Inside is much more important, we think. The heart of the cake is where the flavor resides. The cake is named for what’s under the icing (carrot), not the icing itself (cream cheese). Oh, the content! Soft, rich, flavorful content. We fall out of love with the icing. We, the designers, are focused on “more important things.”
Time passes, and we come around. We argue with our younger selves. There is value in the icing. Oh, that icing! It tells people what to think and how to feel about the cake, even before they try it. It is the primary interface to the cake.
More time passes, and again we come around. The icing and the cake are meant to live in harmony. They complement each other. The icing holds the layers together. The layers give the icing a foundation, a purpose, and volume. We start worrying as much about the icing as the cake inside. Form and content, wed together in a satisfying whole.

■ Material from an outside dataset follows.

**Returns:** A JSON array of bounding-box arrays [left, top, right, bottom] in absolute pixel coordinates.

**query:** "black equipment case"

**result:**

And often, we stop there. Ta-da! We’ve done it—we’ve become an experienced, nuanced designer.
And yet we can’t make a delicious cake. We haven’t paid attention to the most important and most often overlooked details, the invisible ones. Are the ingredients of high quality? Are the ratios and timings right for the altitude, pan, and application? What ingredients do we combine when? What can we do to make the cake maintain its integrity while traveling?
Designed experiences are full of these seemingly invisible details. They’re details we blissfully ignore, but we do so at the risk of not ever baking an excellent cake. They’re the details that allow us to manipulate the context for the design itself. Sometimes they’re deep in the technology (like the nuances of image compression), and sometimes they’re outside the design (how a browser renders a web page).
The novice designer sees the surface. The experienced designer looks below the surface, at the content, the purpose. The enlightened designer understands the surface and the content, and pursues manipulation of the context.
Designing for Performance will help you understand and control the previously invisible attributes that make your design work well. It’ll be delicious. Don’t eat too fast, but please proceed with making your designs much, much faster.